Trending: Sales Tax Exemptions
Going into the 2024 legislative session, lawmakers were still responding to consumer concerns over inflation on everyday goods. Likewise, businesses faced an increase in the cost of daily operations. To minimize the financial strain on individuals and businesses, states responded by enacting sales tax exemptions on a variety of goods.
Heading into 2025, with clear signs that revenue growth is slowing, states will likely take a more cautious approach as policymakers face choices about spending priorities in the coming year. States will also be watching Washington with an eye on federal tax cuts that are set to expire in 2025.

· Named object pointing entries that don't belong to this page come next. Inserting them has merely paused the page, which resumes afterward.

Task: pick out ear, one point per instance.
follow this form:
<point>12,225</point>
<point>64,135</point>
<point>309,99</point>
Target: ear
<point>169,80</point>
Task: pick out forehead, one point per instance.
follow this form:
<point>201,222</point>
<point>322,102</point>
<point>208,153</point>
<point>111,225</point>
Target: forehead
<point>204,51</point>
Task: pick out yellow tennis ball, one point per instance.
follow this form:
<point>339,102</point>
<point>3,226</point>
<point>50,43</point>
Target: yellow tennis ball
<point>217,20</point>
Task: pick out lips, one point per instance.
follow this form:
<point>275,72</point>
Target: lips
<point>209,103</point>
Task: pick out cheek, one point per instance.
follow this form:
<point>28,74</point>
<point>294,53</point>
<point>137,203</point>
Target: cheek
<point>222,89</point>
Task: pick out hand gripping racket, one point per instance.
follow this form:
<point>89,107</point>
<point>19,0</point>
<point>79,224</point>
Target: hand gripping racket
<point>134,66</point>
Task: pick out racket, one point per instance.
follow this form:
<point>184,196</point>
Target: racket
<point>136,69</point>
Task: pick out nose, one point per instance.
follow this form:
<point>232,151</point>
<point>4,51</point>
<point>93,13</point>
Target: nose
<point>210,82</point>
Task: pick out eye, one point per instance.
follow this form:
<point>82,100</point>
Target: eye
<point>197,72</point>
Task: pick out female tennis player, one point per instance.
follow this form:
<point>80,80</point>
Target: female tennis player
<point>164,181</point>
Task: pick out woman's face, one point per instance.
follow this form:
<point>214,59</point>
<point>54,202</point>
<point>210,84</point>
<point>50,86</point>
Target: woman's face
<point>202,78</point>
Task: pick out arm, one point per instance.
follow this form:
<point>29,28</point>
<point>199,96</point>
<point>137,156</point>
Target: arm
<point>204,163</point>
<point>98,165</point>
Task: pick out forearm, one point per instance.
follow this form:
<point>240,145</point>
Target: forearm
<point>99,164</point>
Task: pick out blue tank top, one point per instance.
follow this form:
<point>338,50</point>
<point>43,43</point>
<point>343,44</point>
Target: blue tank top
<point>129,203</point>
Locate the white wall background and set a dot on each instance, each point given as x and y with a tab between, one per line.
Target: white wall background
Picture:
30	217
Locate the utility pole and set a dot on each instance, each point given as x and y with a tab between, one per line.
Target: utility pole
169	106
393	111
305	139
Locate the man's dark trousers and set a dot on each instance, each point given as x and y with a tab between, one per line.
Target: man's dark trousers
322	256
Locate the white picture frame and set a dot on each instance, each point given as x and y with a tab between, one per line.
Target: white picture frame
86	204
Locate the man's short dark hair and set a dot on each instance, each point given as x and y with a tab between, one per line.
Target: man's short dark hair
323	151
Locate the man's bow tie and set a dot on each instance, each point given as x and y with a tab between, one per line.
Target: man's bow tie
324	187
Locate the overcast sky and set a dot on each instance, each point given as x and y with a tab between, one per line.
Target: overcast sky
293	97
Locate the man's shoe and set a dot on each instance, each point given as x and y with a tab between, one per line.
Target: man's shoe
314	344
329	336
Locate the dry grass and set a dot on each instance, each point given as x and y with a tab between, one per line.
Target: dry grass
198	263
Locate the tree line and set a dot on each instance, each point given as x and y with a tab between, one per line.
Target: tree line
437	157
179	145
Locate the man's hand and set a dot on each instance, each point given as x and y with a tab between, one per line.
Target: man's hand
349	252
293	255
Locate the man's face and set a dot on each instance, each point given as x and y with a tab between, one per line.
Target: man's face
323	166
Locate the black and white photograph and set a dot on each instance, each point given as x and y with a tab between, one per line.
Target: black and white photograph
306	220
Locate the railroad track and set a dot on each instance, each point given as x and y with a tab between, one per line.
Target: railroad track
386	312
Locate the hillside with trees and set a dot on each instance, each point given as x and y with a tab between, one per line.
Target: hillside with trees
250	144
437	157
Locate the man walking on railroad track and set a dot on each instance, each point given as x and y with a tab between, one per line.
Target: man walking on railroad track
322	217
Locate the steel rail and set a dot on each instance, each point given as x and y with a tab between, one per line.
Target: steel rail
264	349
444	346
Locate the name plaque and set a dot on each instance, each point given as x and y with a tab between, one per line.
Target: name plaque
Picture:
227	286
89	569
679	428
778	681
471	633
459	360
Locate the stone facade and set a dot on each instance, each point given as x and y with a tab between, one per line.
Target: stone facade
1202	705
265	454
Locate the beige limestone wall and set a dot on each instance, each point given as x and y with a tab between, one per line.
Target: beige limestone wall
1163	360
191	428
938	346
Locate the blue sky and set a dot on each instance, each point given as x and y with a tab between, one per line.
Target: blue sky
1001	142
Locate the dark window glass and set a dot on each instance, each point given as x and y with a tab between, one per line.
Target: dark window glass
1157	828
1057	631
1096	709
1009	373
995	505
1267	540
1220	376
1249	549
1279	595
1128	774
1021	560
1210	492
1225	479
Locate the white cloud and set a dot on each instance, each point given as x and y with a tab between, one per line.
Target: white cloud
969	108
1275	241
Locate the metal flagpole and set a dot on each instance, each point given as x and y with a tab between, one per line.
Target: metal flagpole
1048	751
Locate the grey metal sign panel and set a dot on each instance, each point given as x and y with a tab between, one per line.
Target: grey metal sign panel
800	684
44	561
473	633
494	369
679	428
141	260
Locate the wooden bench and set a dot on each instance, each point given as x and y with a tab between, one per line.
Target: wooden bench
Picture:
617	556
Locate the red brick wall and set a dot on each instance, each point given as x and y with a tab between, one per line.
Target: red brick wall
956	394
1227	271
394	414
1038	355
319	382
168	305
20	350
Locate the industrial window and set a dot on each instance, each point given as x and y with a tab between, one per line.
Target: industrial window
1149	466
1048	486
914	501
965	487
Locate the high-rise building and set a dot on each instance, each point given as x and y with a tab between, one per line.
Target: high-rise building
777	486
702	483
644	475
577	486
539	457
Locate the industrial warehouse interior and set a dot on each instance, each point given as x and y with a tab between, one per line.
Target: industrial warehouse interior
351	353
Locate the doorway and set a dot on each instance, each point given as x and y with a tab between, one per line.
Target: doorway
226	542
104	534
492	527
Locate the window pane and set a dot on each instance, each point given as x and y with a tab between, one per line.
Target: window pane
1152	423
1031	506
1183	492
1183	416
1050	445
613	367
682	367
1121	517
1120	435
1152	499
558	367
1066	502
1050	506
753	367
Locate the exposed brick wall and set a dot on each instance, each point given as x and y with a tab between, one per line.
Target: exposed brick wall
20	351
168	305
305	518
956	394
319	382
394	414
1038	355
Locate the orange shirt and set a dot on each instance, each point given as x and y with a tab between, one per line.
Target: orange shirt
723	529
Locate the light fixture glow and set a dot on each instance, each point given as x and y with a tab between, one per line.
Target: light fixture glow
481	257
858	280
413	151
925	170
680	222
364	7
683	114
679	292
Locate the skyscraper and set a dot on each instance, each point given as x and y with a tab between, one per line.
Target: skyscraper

Hot Topic: Budgeting for Natural Disasters
Natural disasters are increasing in frequency and severity, posing a threat not only to human life but also to state finances. Without adequate planning, states might experience more severe budget disruptions and strain on other public resources. States are increasingly looking at mitigation efforts as cost-saving measures.
ACTION: Some states, including Washington, have created specific funds for mitigation activities to ensure that resources are not pulled away for firefighting needs. States also recognize the value of accurate and accessible disaster spending data. In many cases, existing data is spread across different agencies, jurisdictions and fiscal cycles. Efforts are underway in California, for example, to better track recent state-funded mitigation activities.
Like states, local governments also face challenges securing funds to manage disasters, and states are using innovative funding and finance mechanisms to support them. For example, Arizona offers revolving loans to local governments if they need mitigation funds while they await federal reimbursement. Utah incentivizes local governments to invest in mitigation projects as a condition of receiving state fire suppression coverage and cost-share negotiation support.
Will the SALT Deduction Be Uncapped in 2025?
In addition to bipartisan measures such as an increase in the child tax credit, the federal Tax Cuts and Jobs Act of 2017 made more controversial changes. One was placing a cap on the state and local tax (SALT) deduction that allowed a federal deduction for state taxes paid. The deduction largely benefits states with higher taxes, and the cap amounted to a costly increase for taxpayers in several states. Congressional leaders have hotly debated the SALT deduction, with a small bicameral, bipartisan coalition seeking its return, but that effort stalled. States have adapted to the cap by using pass-through entities as an option for deductions.